Bluegrass: The Best Answer for Hangovers and Toddlers
Step into the Dakota Tavern for Bluegrass Brunch and you’ll find the place transformed. The event, now a Toronto institution that runs both Saturdays and Sundays to accommodate the once down-the-block line-ups, gathers hipsters, parents, and bluegrass aficionados alike into a jolly room of convivial bacon eating. Performers often gather around a single microphone as a nod to the way bluegrass “should” be performed, stepping forward to highlight their solos and back into the circle for the collaborative sessions while kids jump around the dance floor.
Typically, the bands are composed of Toronto’s best bluegrass artists, with availability shifting the makeup from week to week. Nevertheless, you’ll encounter people like Rob Fenton, who led the band playing slide and singing the morning I was there, and long time community leaders like Chris Coole and John Showman. In short, you can’t ask for better music, because there isn’t any; this is the best bluegrass Canada has to offer.

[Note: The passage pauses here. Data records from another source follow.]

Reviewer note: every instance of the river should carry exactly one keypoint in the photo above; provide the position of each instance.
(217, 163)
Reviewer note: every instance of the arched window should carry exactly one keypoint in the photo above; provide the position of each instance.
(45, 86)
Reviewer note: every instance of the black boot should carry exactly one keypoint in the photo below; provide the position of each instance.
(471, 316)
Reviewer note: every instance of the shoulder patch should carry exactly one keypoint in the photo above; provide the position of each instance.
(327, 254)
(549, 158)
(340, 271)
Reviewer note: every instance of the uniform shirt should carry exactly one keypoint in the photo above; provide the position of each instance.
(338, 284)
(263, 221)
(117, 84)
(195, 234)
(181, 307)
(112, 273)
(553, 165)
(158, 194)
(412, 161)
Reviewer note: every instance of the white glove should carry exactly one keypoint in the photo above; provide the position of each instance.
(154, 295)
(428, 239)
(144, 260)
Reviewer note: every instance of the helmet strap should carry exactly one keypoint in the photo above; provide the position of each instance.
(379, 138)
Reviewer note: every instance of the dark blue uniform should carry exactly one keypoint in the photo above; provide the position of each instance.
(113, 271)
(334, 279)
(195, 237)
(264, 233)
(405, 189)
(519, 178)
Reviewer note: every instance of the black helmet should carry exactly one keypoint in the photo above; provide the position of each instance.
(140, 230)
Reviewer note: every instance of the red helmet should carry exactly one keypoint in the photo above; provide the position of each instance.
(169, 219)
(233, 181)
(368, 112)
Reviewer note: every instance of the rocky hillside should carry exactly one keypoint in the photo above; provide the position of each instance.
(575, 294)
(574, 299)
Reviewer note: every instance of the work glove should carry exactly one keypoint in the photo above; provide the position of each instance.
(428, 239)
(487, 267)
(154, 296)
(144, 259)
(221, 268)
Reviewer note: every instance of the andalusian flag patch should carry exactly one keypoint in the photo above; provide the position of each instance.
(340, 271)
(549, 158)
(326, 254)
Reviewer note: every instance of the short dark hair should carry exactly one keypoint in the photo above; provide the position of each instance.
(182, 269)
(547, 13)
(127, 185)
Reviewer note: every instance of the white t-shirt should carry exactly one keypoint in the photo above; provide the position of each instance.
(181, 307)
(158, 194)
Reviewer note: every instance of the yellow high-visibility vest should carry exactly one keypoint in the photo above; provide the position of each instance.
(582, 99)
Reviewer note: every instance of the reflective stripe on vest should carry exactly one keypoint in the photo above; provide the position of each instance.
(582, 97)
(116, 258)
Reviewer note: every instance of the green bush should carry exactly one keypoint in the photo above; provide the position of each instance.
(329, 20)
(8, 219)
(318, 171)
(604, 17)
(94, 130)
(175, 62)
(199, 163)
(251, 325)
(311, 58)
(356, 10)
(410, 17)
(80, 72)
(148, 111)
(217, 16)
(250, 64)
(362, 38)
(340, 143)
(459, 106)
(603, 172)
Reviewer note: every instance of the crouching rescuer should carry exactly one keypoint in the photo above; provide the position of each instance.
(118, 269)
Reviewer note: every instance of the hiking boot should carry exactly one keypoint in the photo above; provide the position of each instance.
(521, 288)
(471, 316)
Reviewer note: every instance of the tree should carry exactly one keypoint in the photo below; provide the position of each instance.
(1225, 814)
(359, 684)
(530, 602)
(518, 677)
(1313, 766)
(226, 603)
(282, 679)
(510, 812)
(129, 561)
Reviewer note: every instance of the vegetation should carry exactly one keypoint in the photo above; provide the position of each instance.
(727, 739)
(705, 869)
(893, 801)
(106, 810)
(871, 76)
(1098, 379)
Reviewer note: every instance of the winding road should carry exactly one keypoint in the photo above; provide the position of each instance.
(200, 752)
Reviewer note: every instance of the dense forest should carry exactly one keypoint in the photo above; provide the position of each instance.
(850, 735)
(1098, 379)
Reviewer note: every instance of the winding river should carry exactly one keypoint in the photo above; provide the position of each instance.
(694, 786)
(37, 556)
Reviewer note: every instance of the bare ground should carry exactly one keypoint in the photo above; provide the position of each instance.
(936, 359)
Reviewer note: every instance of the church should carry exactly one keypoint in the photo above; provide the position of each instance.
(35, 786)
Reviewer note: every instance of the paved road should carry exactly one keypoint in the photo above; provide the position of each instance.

So with the music covered, let’s talk about the food. For $18, you’re paying for both musicians and for endless trays of breakfast. You have no choice in what you get: it’s eggs, potatoes, pancakes, sausages, and fruit salad. You can add bacon and beans for $5, and although any alcoholic drinks are extra, it does include coffee. But it just keeps coming. In other words, if you’re hungover and need more greasy sausages and potatoes to ease the pain, they are there.
Be prepared to make new friends: the restaurant is converted so that you’re seated at long tables. My companion and I managed to score one of the few small tables at the back, but it’s tough. And if you’re not into the kid scene, there are basically two shifts: toddlers at 10 am, and hungover 20-somethings at noon. I was there between the two, and met a lovely two-year-old who, her parents proudly proclaimed, had just survived her first bluegrass brunch. But by the time I had left, the crowd had shifted to droopy coffee guzzlers: seems bluegrass is the gentlest way to get your Saturday morning going.